Aside from the inefficiency of our eyes, technology also plays a part in the problem. Physicists are only capable of entangling half a dozen photons at a time, and this task is not a walk in the park either.
Apparently, the only way we can really detect them using our eyes is to amplify the effect of a single entangled photon, but we need to make sure that we don’t destroy the actual entanglement itself.
Vivoli and her team stated that they devised a way to effectively amplify a single entangled photon into many photons that our eyes can actually see. The technique is called “displacement operation,” essentially the interference of two quantum objects so that the phase of one is altered by the other.
In order to achieve this, a beam splitter is used. A beam of coherent photons from a laser is aimed at a splitter, transmitted through it, but then a change of phase causes it to be reflected. If a second laser beam interferes with the first, it will change the phase of the first beam—reflecting it back instead of passing through the splitter. So the second beam controls whether the first is reflected or not. This “switching beam” does not need to be as powerful as the main beam, but it does need to be coherent—that is, an actual laser—to make this successful.

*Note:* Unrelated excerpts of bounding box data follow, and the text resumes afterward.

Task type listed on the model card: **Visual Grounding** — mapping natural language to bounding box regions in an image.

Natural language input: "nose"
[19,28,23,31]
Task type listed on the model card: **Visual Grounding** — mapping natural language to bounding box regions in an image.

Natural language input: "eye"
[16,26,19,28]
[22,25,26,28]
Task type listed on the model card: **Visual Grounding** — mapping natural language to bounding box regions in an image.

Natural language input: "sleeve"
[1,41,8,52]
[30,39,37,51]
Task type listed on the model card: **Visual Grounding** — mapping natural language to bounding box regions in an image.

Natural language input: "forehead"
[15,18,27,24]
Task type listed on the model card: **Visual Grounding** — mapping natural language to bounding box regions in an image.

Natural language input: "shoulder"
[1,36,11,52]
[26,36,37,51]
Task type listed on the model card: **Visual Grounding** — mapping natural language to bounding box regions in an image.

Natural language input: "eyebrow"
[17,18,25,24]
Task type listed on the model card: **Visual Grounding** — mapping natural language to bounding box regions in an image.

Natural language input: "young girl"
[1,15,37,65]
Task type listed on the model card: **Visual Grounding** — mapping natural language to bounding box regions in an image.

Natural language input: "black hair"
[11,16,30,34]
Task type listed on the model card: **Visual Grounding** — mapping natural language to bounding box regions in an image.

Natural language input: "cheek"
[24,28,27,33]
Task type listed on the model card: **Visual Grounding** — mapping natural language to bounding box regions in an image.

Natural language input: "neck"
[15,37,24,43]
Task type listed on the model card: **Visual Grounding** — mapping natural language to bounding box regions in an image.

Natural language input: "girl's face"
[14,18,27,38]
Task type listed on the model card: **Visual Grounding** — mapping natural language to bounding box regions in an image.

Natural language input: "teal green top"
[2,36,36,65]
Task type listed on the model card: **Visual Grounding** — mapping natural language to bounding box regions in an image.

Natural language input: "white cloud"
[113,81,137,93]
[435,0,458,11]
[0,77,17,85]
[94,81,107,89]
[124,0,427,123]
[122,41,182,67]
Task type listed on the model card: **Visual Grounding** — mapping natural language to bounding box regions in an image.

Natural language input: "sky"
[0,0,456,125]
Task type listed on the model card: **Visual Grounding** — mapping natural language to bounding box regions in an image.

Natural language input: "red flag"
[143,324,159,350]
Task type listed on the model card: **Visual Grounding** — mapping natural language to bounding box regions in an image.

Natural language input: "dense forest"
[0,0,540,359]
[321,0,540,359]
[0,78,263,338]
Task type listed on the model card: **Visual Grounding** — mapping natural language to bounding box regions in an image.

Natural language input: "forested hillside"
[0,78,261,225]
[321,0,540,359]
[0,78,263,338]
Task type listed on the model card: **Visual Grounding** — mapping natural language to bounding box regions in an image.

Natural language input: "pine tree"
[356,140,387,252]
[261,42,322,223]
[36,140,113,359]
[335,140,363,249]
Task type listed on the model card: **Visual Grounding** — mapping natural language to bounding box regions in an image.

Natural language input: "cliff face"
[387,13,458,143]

Vivoli and her team have this theory in mind. They said that the technology needed for this experiment is available. They say their work “convincingly demonstrates the possibility to realize the first experiment where entanglement is observed with the eye.” They say many things, but only time will tell if they can deliver on their promises.
So now we just need to conduct the experiment to see the results and check if their theory works or not. Shouldn’t be too hard—we just need a few volunteers with excessive spare time, and a few thousand entangled photons.
Meanwhile, Vivoli and her team point out, with a characteristic eye for novelty, that “[i]t is safe to say that probing the human vision with quantum light is a terra incognita. This makes it an attractive challenge on its own.”
And that’s a sentiment we can all salute, as we look forward to exploring the myriad weirdnesses of the quantum world with our own eyes.